De 1975 à 1977, Guy Châteauneuf séjourne à Trois-Rivières où il poursuit ses études à l’Université du Québec à Trois-Rivières. Il quitte ensuite le Canada pour aller vivre durant un an à Paris, soit de 1977 à 1978, avec sa conjointe. Là-bas, il s’inscrit à l’Université Paris 8, anciennement nommé l’Université de Vincennes où, se souvient-il, se trouvent des enseignants des plus inspirants. S’abreuvant également des écrits des plus grands penseurs, il tire profit de ces moments de grande inspiration qui, certainement, l’aideront à cheminer plus tard dans son parcours professionnel.

En 1980 et en 1981, Guy Châteauneuf s’installe à Montréal où il travaille au sein d’organismes communautaires et continue son apprentissage au cœur de l’action.

De retour à Drummondville en 1981, il met sur pied et présente un programme d’emploi qui démarre l’année suivante. Dès lors, il forme une petite équipe de trois personnes et, durant un an, celles-ci commencent à mettre en place et à proposer divers services liés à la santé mentale.
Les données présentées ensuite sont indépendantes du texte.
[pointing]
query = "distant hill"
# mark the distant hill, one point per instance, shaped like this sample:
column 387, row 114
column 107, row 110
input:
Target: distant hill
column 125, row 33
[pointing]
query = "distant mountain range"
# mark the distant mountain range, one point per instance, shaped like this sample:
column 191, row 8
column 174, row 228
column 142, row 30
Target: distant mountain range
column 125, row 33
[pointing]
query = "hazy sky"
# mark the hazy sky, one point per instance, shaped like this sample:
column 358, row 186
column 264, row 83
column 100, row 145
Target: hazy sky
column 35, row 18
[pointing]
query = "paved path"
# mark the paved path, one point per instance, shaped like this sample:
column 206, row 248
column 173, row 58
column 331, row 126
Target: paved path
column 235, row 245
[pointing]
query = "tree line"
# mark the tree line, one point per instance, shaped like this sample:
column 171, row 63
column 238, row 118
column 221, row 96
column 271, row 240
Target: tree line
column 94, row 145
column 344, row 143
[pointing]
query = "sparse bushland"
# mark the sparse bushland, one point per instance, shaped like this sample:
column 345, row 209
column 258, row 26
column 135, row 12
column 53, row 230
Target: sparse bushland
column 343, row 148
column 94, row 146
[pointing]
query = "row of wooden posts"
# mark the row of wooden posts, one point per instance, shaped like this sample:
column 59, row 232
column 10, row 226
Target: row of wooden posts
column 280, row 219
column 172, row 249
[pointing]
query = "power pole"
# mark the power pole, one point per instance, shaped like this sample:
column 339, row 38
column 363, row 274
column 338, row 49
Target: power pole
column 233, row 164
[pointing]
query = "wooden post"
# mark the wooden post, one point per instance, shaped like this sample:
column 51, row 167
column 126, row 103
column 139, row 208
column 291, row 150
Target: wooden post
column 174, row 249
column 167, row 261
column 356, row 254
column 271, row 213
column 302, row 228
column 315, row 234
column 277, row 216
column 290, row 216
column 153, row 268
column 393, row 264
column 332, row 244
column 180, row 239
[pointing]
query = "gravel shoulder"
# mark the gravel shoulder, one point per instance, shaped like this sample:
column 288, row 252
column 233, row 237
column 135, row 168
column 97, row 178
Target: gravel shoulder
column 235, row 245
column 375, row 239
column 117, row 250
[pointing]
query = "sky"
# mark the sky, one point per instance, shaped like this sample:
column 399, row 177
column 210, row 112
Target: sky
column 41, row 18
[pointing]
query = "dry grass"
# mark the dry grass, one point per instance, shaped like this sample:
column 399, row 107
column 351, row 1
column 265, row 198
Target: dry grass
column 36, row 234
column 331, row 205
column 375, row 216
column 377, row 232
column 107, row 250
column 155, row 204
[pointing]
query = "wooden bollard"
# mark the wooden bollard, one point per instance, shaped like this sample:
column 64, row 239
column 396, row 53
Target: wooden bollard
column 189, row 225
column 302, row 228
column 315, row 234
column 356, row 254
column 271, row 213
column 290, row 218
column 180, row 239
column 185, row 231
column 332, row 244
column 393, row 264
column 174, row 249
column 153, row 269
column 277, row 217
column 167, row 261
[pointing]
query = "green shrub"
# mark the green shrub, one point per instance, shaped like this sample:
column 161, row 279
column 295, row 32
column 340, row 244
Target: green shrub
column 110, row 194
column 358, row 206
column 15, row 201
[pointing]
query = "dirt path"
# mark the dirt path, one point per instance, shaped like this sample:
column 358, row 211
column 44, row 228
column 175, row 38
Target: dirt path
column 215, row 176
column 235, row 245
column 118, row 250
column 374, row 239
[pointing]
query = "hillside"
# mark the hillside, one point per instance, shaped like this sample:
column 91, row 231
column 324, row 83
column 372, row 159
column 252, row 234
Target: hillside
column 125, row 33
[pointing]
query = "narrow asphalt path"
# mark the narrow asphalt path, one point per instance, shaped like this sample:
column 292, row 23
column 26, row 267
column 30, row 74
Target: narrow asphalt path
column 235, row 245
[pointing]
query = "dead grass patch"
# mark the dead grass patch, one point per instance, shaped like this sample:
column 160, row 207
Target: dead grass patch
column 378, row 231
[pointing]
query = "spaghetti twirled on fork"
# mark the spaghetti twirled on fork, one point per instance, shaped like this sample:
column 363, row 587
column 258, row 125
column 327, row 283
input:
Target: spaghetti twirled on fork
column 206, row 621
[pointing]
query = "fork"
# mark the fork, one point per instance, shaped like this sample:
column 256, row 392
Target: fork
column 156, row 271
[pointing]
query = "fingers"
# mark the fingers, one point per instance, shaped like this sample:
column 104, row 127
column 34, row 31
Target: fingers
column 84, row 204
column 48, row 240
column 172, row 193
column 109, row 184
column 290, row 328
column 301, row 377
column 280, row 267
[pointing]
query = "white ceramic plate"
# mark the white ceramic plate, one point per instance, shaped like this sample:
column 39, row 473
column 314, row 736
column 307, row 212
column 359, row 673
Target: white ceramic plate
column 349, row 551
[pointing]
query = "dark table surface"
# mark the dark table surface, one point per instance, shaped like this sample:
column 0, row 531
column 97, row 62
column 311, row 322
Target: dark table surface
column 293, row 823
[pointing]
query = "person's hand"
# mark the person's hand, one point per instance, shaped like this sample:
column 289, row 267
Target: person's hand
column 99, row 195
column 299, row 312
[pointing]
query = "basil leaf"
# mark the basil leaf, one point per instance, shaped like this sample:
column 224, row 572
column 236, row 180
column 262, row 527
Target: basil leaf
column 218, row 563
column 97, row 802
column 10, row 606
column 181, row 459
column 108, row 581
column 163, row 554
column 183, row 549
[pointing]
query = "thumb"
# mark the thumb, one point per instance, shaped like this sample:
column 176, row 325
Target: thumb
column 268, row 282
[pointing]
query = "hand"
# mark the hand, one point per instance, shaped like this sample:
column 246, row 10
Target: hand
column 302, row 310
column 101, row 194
Après un an de travail, à la fin de l’année 1982, il crée un organisme à but non lucratif nommé le Réseau d’aide Le Tremplin, assurément sa plus grande réalisation professionnelle.

Cet homme de cœur est derrière un grand nombre de réalisations, notamment en 1999 lorsqu’il est nommé membre du Groupe d’appui à la transformation des services en santé mentale par Pauline Marois, alors ministre de la Santé et des Services sociaux. Ce groupe, en fonction de 1999 à 2003, l’amène à prendre part à une vaste tournée des régions avec comme mandat d’inciter les agences de santé à développer des services dédiés tout particulièrement aux gens qui ont des problèmes importants de santé mentale.

L’année 1985 marque le déménagement du Réseau d’aide Le Tremplin au centre-ville de Drummondville. À cette époque, et durant les années suivantes, il participe aussi à la création du Regroupement des ressources alternatives en santé mentale du Québec et fait partie des membres fondateurs du Regroupement des organismes de base en santé mentale de la région Mauricie–Centre-du-Québec. Localement, il met en place les Ateliers du second souffle (devenu Pivot Centre-du-Québec) ainsi que le café-rencontre Le Rendez-vous doux (devenu La Tablée populaire). Il contribue également à l’implantation de la Corporation de développement communautaire de Drummondville et du CLSC Drummond.

Tout au long de son inspirante carrière, Guy Châteauneuf a grandement contribué au développement des ressources communautaires en santé mentale au Québec, notamment à travers une approche psychothérapeutique et sociale misant sur l’implication de la communauté et l’amélioration de la qualité de vie des personnes visées. Le modèle préconisé par Guy Châteauneuf et l’équipe qui l’entourait, parmi laquelle des personnes ayant vécu des problèmes de santé mentale, se situe au confluent d’une approche médicale et hospitalière et d’une approche sociale et communautaire.